The roster features five 2013 prospects that have committed to NCAA Division I schools: first baseman/left-hander Bryce Harman and shortstop Charlie Yorgen, both with East Carolina; left-hander/first baseman Austin Nicely and right-hander Jack Roberts, both with Virginia; and right-hander Ryan Lauria, with Louisville.

"In the last few years we've been getting between 40 and 50 kids per class into college, which is really good," Mayers said. "Last summer a lot of our high-end guys committed as rising juniors, so we're just working on getting the rest of the guys into their respective schools."

Of those top prospects, the 6-foot-6, 205-pound Harman (Lloyd C. Bird HS, Chesterfield, Va.) stands out. Perfect Game ranks him the No. 73 overall national prospect in his class, and No. 2 among Virginia 2013s.

Through the Braves' first four games here, he was 5-for-13 (.385) with a triple, five RBI and four runs scored. He had yet to appear on the mound, where his fastball has touched 91 mph.

"This is a good tournament and I think we've really got a good shot at winning it," Harman said before Wednesday's loss. "You need good hitting, good pitching, good defense, and you need to play mistake-free ball and get the job done."

Harman was named to the all-tournament team at the PG WWBA 17u - as a pitcher. He worked six hitless innings, walking two, with 10 strikeouts in just one outing, and a PG scout noted that Harman "has outstanding arm speed and an explosive, overpowering fastball ."

But it's also obvious he likes to hit, as well, and has weighed the differences between wood bats, used at the WWBA, and BBCOR bats, the use of which is mandated at the BCS Finals.

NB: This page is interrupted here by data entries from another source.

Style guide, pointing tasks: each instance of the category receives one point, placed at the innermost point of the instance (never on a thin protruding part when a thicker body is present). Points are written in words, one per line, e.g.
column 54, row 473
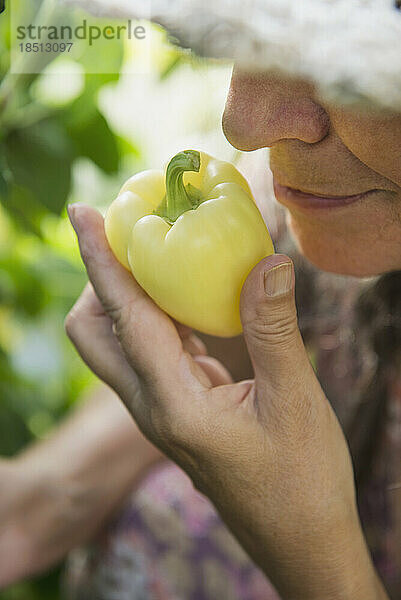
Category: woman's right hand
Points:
column 269, row 453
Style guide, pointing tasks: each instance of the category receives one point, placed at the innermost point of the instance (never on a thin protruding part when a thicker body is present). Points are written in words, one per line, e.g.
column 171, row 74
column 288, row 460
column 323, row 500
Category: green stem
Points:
column 179, row 199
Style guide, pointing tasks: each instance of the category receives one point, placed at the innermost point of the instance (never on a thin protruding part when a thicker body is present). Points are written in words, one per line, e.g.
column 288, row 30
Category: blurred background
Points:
column 70, row 135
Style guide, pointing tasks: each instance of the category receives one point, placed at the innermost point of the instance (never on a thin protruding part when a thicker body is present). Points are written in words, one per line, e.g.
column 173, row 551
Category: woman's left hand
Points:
column 269, row 453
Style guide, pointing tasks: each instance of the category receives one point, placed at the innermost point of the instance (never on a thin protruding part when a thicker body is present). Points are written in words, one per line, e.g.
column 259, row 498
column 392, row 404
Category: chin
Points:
column 333, row 254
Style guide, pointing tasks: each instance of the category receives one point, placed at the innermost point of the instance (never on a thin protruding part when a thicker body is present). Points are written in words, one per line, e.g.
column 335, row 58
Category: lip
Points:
column 296, row 198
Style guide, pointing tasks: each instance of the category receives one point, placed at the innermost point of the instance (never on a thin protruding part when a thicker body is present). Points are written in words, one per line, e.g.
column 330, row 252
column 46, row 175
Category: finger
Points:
column 194, row 346
column 216, row 372
column 147, row 335
column 90, row 330
column 269, row 318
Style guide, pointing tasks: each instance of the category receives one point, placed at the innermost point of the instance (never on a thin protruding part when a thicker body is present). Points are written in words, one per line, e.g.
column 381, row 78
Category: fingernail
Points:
column 278, row 280
column 72, row 210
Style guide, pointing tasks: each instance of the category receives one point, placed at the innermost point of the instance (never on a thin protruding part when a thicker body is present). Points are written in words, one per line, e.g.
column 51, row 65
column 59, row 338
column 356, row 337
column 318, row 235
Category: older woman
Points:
column 269, row 451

"I was thinking about the other day before we came down here, and I decided I really swinging wood," Harman said. "It just feels right, and for some reason the BBCOR just doesn't feel right in my hands. But I'm going to start swinging (the BBCOR) a lot now just to get used to it."

It's possible Harman will be a two-way player at East Carolina, which is located in Greenville, N.C., and is a member of Conference USA. Head coach Billy Godwin started recruiting Harman in the fall of sophomore year.

"It's a great school and a great baseball program, and I just love the coaching staff," Harman said. "The head coach (Godwin) is a great guy and the first time I ever talked to him I got a good vibe from him.

The Richmond Braves National Baseball organization has been involved with Perfect Game for close to a decade. It took a 14u team to the first PG WWBA 16u National Championship held in Bourbonnais, Ill., in late July 2004, one of just eight teams in the field. This year's WWBA 16u National Championship, being held this week in Marietta, Ga., features a 242-team field.

This summer, the organization fielded 15 teams: one 12u, two 13s, two 14s, two 15s, five 16s and three 17s.

Richmond Braves teams won a PG WWBA 15u National Championship title in 2005 and a PG WWBA 16u National Championship crown in 2008. They also finished as runner-up in 16u and 17u National Championships in different years.

"Perfect Game has treated us well and we look forward to coming to their events," Mayers said. "And we go into every event expecting to be playing at the end."